There are 36.7 million people living with HIV with 20.9 million having access to antiretroviral therapy (ART). Nucleoside/nucleotide reverse transcriptase inhibitors (NRTIs) remain the 'backbone' of ART. However, the currently available nine NRTIs and five non-nucleoside reverse transcriptase inhibitors (NNRTIs) have significant side effects and resistance profiles. Areas covered: We summarize the mechanisms of resistance and other limitations of the existing NRTIs/NNRTIs. GS-9131, MK-8591, Elsulfavirine and Doravirine are four new agents that are furthest along in development. Expert opinion: ART development has evolved with several new promising agents. Longer-acting agents, like MK-8591 are extremely attractive to enhance drug adherence and patient satisfaction. Doravirine offers an NNRTI effective against common mutations that has fewer side effects, limitations on dosing and drug interactions. GS-9131 is very potent and active against a variety of NRTI mutants but it is too early in its development to understand its full risks and benefits. Finally, Elsulfavirine has a long half-life and preliminary data suggests fewer side effects than the most commonly used NNRTI, efavirenz. Each of these new agents shows promise and potential to improve ART in the future. The newer generation of reverse transcriptase inhibitors have longer half-lives, more favorable adverse effect profiles, and fewer drug interactions.

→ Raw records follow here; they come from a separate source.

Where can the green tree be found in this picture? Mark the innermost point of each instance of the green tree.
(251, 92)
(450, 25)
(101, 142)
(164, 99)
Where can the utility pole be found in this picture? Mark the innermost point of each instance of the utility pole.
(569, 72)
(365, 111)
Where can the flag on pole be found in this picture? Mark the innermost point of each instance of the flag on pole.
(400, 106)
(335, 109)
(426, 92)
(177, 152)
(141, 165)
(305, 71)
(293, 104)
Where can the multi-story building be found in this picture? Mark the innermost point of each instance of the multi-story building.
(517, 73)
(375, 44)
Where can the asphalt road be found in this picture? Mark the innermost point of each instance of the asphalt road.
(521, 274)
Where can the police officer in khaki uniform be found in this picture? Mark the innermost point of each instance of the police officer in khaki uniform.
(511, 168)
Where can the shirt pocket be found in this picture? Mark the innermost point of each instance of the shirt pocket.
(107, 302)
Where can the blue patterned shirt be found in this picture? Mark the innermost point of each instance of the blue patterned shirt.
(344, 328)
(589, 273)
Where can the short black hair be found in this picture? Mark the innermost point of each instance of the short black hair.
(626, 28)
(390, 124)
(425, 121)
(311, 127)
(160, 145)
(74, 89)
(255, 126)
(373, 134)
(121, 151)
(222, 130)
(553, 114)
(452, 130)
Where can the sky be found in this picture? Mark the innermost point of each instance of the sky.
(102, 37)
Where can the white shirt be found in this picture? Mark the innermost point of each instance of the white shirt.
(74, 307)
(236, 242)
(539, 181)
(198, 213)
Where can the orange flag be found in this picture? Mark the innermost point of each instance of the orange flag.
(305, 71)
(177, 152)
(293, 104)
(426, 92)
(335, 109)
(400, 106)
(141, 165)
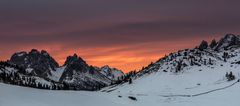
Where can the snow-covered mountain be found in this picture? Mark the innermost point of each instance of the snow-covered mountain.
(188, 75)
(192, 77)
(76, 74)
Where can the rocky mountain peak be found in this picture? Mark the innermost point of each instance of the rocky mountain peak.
(41, 63)
(229, 40)
(74, 59)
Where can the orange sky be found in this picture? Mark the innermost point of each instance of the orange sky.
(125, 57)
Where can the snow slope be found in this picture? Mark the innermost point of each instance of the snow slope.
(20, 96)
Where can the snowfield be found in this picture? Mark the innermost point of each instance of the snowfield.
(185, 78)
(156, 89)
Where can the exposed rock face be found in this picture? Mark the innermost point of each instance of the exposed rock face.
(40, 63)
(75, 72)
(74, 64)
(230, 40)
(111, 73)
(82, 76)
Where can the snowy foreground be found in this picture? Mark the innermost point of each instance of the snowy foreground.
(157, 89)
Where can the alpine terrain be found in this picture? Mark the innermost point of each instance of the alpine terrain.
(207, 75)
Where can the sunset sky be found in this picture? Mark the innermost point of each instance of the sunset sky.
(126, 34)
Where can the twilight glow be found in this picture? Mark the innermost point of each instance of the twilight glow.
(126, 34)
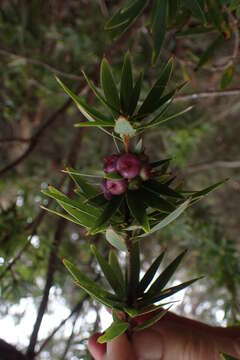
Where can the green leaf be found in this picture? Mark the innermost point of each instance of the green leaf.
(99, 95)
(161, 189)
(64, 216)
(169, 218)
(138, 209)
(226, 78)
(134, 272)
(150, 322)
(227, 357)
(116, 329)
(157, 90)
(125, 17)
(159, 28)
(84, 186)
(135, 94)
(113, 176)
(195, 7)
(123, 127)
(90, 113)
(203, 192)
(109, 87)
(126, 86)
(111, 207)
(115, 239)
(150, 273)
(165, 276)
(92, 288)
(167, 293)
(116, 268)
(159, 120)
(109, 274)
(156, 202)
(208, 52)
(94, 124)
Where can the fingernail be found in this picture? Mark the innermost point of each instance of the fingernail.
(148, 345)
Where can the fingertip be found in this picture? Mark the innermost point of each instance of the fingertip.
(97, 350)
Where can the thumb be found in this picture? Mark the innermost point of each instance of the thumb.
(120, 349)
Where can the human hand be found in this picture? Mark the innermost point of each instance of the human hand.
(172, 338)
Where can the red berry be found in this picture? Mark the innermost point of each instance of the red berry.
(128, 165)
(105, 190)
(110, 164)
(116, 187)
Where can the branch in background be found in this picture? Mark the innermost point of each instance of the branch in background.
(69, 340)
(53, 256)
(207, 95)
(213, 164)
(41, 64)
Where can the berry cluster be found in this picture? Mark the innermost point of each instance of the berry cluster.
(132, 168)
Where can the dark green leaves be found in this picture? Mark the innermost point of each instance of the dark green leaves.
(150, 273)
(126, 87)
(92, 288)
(138, 209)
(151, 102)
(116, 329)
(110, 275)
(166, 275)
(111, 207)
(109, 87)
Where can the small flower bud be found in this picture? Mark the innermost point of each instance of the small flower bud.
(117, 187)
(145, 172)
(105, 190)
(128, 165)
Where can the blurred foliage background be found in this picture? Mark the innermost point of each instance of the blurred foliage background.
(40, 39)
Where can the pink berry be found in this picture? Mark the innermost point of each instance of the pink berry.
(117, 187)
(110, 164)
(128, 165)
(105, 190)
(145, 172)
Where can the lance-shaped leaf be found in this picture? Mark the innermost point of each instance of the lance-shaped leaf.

Current and emerging non-nucleoside reverse transcriptase inhibitors (NNRTIs) for HIV-1 treatment

Expert Opin Drug Metab Toxicol 2019 Oct;15(10):813-829.PMID:31556749DOI:10.1080/17425255.2019.1673367.

Introduction: Non-nucleoside reverse transcriptase inhibitors (NNRTIs) are essential components of highly active antiretroviral therapy against HIV-1 infections. Here, we provide a comprehensive overview of approved and emerging NNRTIs. Areas covered: This review covers the latest trend of NNRTIs regarding their pharmacodynamics, pharmacokinetics, mechanisms of drug action, drug resistance as well as new applications such as two-drug regimens and long-acting formulations. Expert opinion: Since the first NNRTI, nevirapine, was approved in 1996, antiviral drug discovery led to the approval of seven NNRTIs, including nevirapine, delavirdine (discontinued), etravirine, Elsulfavirine, efavirenz, rilpivirine, and doravirine. The latter three compounds with favorable pharmacodynamic profiles and minimal adverse effects are often combined with one integrase inhibitor or two NRTIs in once-daily fixed-dose tablets. NNRTI-anchored regimens have been approved as initial therapies in treatment-naïve patients (efficacy: 72% to 86%) or maintaining therapies in virologically-suppressed patients (efficacy: 91% to 95%). Future development of NNRTIs includes: (i) better resistance and cross-resistance profiles; (ii) reduction of drug burden by optimizing two-drug or three-drug combinations; and (iii) improvement of patient adherence by novel long-acting formulations with weekly or monthly administration. Overall, NNRTIs play an important role in the management of HIV-1 infections, especially in resource-limited countries.